Sure the air is nice and cleaner out here, but there's no fucking sidewalks. Everybody looks at me strangely for not having a car... and actually deigning to walk, and nearly getting sideswiped by gigantic SUVs.
I grew up in D.C., and various cities up and down the east coast. I'm no stranger to living in a city, I'm just stuck here, now.
And, uh, I like who I am. Just because I don't like where I've ended up and somewhat despair over the stupidity of it all doesn't mean that I have some gigantic hole in my soul that I expect to have filled by living in a city.
I'm sure your point must be that if I can be fulfilled in a city, why can't I be fulfilled in a suburb? No matter where you go, there you are. I'm sure political prisoners probably inspire people just as much from their cages, but don't you think they'd feel better being outside them, and able to do their life's work? No, I'm not being histrionic, and yes, this place is a sleepy, uninspiring shrinkwrapped town.

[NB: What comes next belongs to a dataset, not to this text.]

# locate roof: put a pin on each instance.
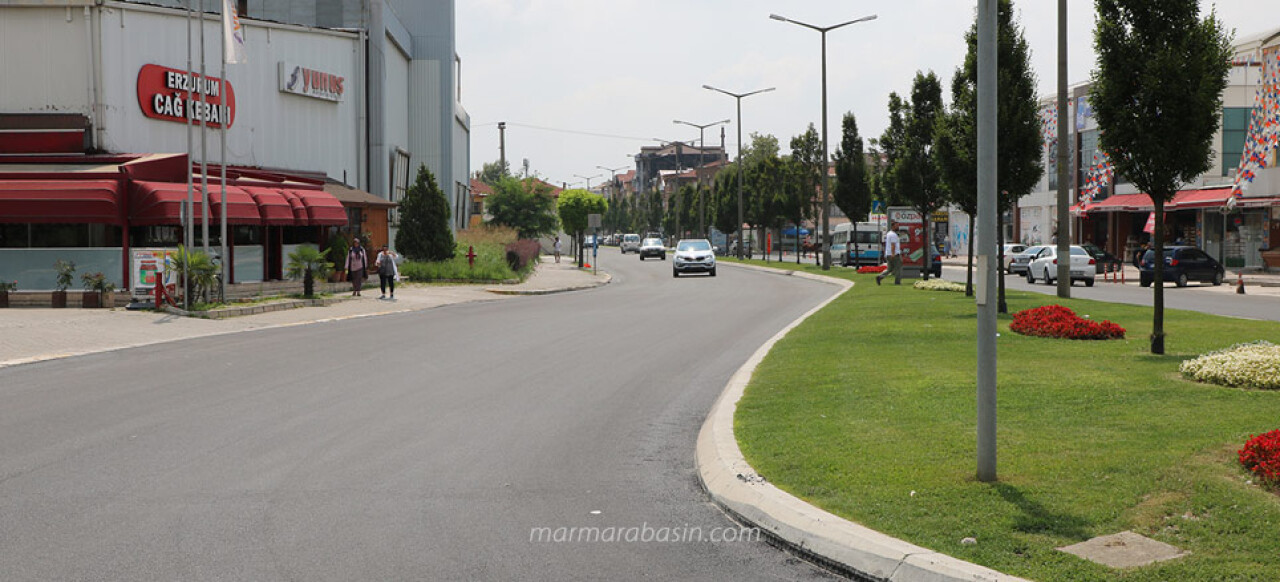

Whatever fun I have here, I bring myself.
I think you're wrong about people. They want to help, they want you to be happy, they just don't know how to have the impact they'd like. They don't understand why you can't thrive in a lifestyle that's so easy to thrive in. My mother had a boyfriend when I was young who would tell me, when I cried, "Cheer up, kid, you could've been born in Vietnam." It scares them when you despise what they value. For whatever reason -- I can think of several -- they don't really grok that you mean something different by "thrive" than they do.
I'm not wrong about people. I'm one of them, and I think I have some insight. I don't think my happiness is at all integral to theirs. There's the whole schadenfreude thing that goes on amongst the people I know, and back when I arrived in the urban part of this state, pink of cheek, I thought the derision and taking joy in other's pain was something that "cool people" did, and I realised with some discomfort that I could never be kool like dat.

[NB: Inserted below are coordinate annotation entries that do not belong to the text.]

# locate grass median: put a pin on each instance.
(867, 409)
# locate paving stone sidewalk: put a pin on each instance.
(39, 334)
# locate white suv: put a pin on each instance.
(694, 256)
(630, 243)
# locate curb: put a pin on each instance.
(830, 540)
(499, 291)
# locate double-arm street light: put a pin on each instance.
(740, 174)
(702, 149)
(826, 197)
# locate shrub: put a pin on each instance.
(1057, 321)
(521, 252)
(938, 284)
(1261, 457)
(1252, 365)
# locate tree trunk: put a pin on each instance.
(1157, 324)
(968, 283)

No, I don't think people give a flying fuck over whether or not I "thrive", so much as I steam their latte they way they want, show up on time for my shift, take out the garbage, don't talk to them about any of that "weird shit" I read, don't walk where their SUV is trying to drive, and listen to them tell me just how much better I'd feel if I were to march to the same rhythm, and any pain or discomfort or loneliness I'm experiencing is because I'm not doing it their way.
I know this has the potential to sound adolescent, but I didn't go through this when I was a teenager, and I've never been as stuck as a kid as I am right now, at thirty, feeling the potential of What Might Yet Be poking me from under the skin.

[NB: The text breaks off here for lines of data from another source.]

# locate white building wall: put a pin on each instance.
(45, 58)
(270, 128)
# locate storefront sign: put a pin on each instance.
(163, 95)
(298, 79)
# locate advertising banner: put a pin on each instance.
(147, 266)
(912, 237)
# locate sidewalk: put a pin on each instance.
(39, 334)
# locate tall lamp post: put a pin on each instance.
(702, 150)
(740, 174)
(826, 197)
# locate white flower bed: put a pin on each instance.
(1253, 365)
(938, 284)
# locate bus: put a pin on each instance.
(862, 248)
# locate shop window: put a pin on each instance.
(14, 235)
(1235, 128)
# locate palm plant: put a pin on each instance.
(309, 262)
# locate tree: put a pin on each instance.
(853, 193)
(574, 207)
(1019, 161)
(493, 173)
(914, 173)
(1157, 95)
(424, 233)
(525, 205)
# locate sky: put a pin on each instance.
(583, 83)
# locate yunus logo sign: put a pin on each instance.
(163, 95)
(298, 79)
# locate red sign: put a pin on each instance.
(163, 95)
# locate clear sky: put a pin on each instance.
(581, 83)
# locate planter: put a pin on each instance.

I look back on my own darker periods and I'm astonished at how gauzy-thin they were. Yet the gauze is always right near my hand -- I can put it over my face any time. I remember how happiness seemed like a gauze then, a gauze in front of the lens that blurs out any unsightly blemishes. I'm neither happy nor unhappy right now, too busy trying to keep afloat in unfamiliar circumstances. These are transitory states. Not meaningless, but empty and NOT YOU. The rockstar, &c. is not you. Fuck it, work at WalMart. Rock the WalMart. Make it yours.
That's probably the part of your response that I like the best: Rock the WalMart. (An aside: I don't actually work at a WalMart. The original statement was something along the lines of "This is the kind of future that can be expected of someone like you, someone with your background, someone of your race, someone of your caste and financial status.") When someone throws their money at me and barks an order, I often think WW_D, and fill in the blanks with more modern people:
What Would Frida Kahlo Do? (If forced to work in a WalMart, people would only see her as a semi-crippled Latina that needed to "learn to speak Amurrikin better".)
What Would Abbie Hoffman Do?
What Would Grant Morrison Do?
What Would ::aphonia:: do? Whatever was necessary to keep these people from killing her spirit.
I'll close with some selected lyrics that I think are applicable, from Starving in the Belly of a Whale, off of Tom Waits's most recent, Blood Money:
(deleted to conserve bandwidth)
I've chosen to take this as an invitation and as fair warning, but not as discouragement. Come dance. The tune is terrible, but it's not bad, y'know? More like fearsome. Hard. Like you.
Good Ol' Tom. I liked "Grapefruit Moon".